Qin, J.; Hong, Y.; Totsika, M.

The O antigen (OAg) polysaccharide is one of the most diverse surface molecules of Gram-negative bacterial pathogens. The structural classification of OAg based on serological typing and sequence analysis is important in epidemiology and surveillance of outbreaks of bacterial infections. Despite the diverse chemical structures of OAg repeating units (RUs) described, the genetic basis of the assembly of these RUs remains poorly understood and represents a major limitation in our understanding of the gene functions in the polysaccharide biosynthesis. Here we describe a genetic approach to interrogate the functional order of glycosyltransferases (GTs). Using Shigella flexneri as a model, we established an initial glycosyltransferase (IT) controlled system to allocate the functional order of the subsequent GT in a two-fold manner.

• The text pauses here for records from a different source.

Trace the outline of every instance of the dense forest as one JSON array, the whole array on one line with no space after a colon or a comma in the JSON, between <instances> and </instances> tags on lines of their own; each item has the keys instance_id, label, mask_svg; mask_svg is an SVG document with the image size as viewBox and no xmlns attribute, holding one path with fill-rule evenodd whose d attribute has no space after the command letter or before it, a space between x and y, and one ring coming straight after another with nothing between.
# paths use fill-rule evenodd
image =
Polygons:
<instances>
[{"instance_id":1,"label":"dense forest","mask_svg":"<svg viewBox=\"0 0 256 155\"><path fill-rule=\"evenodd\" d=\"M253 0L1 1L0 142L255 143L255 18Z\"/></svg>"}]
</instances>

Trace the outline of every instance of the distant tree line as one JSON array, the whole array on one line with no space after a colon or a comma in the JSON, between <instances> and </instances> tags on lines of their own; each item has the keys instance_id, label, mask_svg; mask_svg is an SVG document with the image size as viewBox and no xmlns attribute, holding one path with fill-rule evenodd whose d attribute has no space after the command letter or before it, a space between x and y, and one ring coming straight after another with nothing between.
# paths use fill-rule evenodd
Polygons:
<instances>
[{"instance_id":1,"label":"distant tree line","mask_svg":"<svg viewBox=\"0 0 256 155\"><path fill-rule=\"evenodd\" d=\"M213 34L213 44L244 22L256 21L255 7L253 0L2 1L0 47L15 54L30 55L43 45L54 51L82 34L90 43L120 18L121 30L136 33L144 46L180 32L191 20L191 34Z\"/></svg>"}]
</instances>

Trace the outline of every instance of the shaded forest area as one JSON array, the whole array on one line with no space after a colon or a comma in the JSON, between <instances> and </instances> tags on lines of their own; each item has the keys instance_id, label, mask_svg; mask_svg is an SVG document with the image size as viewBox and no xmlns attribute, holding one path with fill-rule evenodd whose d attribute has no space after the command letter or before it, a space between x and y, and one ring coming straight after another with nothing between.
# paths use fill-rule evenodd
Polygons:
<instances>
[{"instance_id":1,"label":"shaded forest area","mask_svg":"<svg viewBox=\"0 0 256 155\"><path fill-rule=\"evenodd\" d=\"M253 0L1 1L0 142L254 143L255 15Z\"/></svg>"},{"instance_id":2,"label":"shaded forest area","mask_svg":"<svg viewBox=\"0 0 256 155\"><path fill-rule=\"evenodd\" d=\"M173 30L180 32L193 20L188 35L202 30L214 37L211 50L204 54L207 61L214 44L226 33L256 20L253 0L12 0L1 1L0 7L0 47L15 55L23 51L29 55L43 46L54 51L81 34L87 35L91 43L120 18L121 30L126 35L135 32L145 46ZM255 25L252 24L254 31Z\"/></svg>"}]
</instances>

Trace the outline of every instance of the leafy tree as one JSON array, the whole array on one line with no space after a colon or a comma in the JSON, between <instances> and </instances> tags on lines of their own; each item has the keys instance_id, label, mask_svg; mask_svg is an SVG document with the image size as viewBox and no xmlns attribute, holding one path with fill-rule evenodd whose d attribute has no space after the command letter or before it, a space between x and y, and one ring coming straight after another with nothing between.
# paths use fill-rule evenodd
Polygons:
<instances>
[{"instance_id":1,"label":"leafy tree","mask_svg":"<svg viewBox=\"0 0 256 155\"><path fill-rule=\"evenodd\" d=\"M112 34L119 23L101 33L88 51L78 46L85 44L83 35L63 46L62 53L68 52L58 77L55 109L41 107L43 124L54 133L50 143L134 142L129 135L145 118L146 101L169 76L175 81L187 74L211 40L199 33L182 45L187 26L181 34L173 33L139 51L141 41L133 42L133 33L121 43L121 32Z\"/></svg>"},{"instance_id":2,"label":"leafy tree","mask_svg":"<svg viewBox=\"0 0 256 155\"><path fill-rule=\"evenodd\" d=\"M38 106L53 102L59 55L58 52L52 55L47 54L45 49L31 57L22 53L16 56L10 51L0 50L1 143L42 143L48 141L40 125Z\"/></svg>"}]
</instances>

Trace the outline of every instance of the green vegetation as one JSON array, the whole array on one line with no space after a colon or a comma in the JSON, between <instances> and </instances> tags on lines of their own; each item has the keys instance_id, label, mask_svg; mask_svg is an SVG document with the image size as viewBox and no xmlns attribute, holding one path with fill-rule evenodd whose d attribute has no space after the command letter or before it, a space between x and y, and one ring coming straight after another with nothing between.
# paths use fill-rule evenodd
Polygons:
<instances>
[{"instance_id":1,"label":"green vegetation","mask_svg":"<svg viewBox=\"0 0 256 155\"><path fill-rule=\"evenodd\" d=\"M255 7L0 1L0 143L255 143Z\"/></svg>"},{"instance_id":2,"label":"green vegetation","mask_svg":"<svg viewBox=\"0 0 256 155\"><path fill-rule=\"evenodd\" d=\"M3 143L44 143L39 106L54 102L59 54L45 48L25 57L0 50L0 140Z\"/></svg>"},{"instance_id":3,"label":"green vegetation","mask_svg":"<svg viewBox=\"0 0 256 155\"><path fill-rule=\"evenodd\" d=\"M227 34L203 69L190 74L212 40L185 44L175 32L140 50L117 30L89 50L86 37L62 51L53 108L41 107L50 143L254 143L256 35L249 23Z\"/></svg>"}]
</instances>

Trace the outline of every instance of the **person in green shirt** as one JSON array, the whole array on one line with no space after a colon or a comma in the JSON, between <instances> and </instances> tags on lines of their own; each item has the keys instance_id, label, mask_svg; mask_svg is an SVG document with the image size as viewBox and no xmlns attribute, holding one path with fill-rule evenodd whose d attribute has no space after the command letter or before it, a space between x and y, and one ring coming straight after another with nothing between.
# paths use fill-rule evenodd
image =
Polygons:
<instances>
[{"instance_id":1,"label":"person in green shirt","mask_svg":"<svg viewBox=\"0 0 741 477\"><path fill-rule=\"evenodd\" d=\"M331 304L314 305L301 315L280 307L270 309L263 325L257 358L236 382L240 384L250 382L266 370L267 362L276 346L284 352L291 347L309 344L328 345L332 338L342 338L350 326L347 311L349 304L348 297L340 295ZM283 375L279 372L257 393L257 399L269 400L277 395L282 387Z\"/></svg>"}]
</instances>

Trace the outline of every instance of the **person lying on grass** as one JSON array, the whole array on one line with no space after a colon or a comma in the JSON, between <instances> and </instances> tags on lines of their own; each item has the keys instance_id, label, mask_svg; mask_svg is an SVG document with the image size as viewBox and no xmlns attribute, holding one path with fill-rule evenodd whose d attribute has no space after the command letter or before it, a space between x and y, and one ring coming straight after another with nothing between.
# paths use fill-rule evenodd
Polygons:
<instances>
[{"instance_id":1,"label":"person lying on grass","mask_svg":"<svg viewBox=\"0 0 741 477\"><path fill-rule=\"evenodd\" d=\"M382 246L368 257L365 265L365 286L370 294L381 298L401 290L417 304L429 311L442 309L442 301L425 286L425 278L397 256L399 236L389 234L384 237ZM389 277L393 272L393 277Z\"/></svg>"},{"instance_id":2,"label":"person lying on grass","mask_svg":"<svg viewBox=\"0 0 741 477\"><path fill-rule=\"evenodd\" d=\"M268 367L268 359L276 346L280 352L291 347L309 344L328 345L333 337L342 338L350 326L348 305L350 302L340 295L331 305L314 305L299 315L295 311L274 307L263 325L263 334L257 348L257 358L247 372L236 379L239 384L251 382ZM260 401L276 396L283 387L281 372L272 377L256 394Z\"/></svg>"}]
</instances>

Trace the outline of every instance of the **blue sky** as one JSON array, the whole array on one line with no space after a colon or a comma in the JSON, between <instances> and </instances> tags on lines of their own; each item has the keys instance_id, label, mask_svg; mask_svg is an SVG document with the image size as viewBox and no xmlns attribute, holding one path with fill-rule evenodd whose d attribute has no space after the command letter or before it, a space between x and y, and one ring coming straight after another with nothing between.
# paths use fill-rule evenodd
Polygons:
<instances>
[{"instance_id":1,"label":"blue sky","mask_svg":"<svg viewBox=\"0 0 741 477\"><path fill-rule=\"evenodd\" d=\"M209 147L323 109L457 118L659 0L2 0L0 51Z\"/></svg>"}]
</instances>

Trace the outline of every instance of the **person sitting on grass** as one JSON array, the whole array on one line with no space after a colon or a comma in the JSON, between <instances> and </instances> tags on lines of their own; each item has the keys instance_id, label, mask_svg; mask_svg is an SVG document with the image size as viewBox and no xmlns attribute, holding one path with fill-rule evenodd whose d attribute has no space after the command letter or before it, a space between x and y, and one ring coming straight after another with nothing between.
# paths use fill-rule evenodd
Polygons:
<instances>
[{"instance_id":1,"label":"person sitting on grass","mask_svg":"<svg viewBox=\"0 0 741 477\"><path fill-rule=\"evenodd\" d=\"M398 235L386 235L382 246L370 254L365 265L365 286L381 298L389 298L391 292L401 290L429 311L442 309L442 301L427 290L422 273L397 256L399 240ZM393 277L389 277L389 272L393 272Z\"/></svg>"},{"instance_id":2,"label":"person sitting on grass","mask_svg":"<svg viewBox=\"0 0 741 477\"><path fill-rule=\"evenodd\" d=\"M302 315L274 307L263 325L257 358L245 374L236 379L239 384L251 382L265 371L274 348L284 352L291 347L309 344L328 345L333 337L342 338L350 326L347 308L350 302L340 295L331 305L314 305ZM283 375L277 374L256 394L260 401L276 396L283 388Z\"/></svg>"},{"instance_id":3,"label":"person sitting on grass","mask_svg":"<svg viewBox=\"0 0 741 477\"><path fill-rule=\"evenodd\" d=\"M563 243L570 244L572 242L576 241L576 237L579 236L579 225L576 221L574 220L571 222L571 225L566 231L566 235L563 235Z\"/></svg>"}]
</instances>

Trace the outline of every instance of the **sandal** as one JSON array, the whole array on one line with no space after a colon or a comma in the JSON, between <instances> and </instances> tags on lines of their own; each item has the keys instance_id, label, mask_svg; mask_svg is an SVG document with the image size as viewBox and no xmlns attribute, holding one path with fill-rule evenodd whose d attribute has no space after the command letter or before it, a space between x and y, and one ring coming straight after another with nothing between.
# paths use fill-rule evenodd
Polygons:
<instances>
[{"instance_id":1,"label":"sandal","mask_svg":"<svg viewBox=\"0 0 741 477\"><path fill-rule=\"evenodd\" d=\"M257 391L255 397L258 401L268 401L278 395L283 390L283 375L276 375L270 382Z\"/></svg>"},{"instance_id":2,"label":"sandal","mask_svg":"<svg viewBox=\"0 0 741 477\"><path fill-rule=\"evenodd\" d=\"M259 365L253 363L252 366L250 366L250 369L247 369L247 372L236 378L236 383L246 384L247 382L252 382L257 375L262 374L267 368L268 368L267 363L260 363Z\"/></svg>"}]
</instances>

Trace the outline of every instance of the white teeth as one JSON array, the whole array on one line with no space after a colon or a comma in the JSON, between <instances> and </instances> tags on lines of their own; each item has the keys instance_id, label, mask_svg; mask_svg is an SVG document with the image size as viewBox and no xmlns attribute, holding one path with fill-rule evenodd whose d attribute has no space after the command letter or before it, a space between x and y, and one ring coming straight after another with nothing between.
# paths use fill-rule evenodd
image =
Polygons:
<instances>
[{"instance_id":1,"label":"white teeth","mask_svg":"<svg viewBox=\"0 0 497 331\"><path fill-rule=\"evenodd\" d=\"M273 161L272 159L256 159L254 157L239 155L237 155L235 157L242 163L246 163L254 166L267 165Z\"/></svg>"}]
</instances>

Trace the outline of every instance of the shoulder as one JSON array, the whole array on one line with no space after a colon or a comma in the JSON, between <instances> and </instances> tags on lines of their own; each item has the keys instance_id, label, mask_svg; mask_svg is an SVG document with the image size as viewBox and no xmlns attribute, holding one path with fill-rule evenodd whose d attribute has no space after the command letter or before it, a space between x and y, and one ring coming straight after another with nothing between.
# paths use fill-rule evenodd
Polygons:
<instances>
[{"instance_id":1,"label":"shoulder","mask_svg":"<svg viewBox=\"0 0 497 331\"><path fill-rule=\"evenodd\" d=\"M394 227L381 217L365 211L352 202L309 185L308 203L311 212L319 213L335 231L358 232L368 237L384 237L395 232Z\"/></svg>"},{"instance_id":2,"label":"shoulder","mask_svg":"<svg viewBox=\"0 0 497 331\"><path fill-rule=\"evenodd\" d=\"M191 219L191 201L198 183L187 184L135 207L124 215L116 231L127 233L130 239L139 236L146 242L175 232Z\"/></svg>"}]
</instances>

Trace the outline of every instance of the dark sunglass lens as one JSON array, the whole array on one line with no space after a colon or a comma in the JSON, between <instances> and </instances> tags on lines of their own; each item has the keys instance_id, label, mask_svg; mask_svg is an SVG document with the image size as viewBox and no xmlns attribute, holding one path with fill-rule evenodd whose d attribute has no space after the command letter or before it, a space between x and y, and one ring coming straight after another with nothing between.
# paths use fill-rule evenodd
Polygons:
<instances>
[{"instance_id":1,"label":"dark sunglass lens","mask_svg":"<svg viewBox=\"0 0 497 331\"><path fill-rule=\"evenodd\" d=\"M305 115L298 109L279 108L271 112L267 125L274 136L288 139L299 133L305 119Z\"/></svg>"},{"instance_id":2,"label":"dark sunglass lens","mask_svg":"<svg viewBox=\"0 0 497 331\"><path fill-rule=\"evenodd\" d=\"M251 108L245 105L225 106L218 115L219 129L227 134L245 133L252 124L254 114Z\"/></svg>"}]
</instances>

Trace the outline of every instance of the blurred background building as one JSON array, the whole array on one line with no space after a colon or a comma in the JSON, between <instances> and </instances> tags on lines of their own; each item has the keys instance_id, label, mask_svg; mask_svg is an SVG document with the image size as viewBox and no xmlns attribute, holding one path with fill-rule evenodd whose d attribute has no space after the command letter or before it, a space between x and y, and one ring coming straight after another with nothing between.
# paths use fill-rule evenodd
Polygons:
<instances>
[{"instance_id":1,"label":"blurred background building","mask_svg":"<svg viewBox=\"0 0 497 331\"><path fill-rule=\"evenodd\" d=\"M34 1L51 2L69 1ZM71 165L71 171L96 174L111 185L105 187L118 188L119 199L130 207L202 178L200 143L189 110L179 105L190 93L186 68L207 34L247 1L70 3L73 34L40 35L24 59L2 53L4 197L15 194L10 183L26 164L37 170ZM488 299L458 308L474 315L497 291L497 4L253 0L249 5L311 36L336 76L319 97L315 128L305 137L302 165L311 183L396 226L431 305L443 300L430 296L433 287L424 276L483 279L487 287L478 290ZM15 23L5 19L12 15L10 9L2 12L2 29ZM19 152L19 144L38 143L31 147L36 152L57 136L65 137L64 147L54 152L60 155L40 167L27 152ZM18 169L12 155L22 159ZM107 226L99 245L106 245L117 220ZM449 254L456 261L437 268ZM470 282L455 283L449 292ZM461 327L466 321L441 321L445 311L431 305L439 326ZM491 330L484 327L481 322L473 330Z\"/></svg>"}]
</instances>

First by reporting the growth defects caused by the sequestration of UndP through disruption of late GTs, and second by comparing the molecular sizes of stalled OAg intermediates when each putative GT is disrupted. Using this approach, we demonstrate that for RfbF and RfbG, the GTs involved in the assembly of S. flexneri backbone OAg RU, RfbG is responsible for both the committed step of OAg synthesis, as well as the third transferase for the second L-Rha. We also show that RfbF functions as the last GT to complete the S. flexneri OAg RU backbone. We propose that this simple and effective genetic approach can be also extended to define the functional order of enzymatic synthesis of other diverse polysaccharides produced both by Gram-negative and Gram-positive bacteria.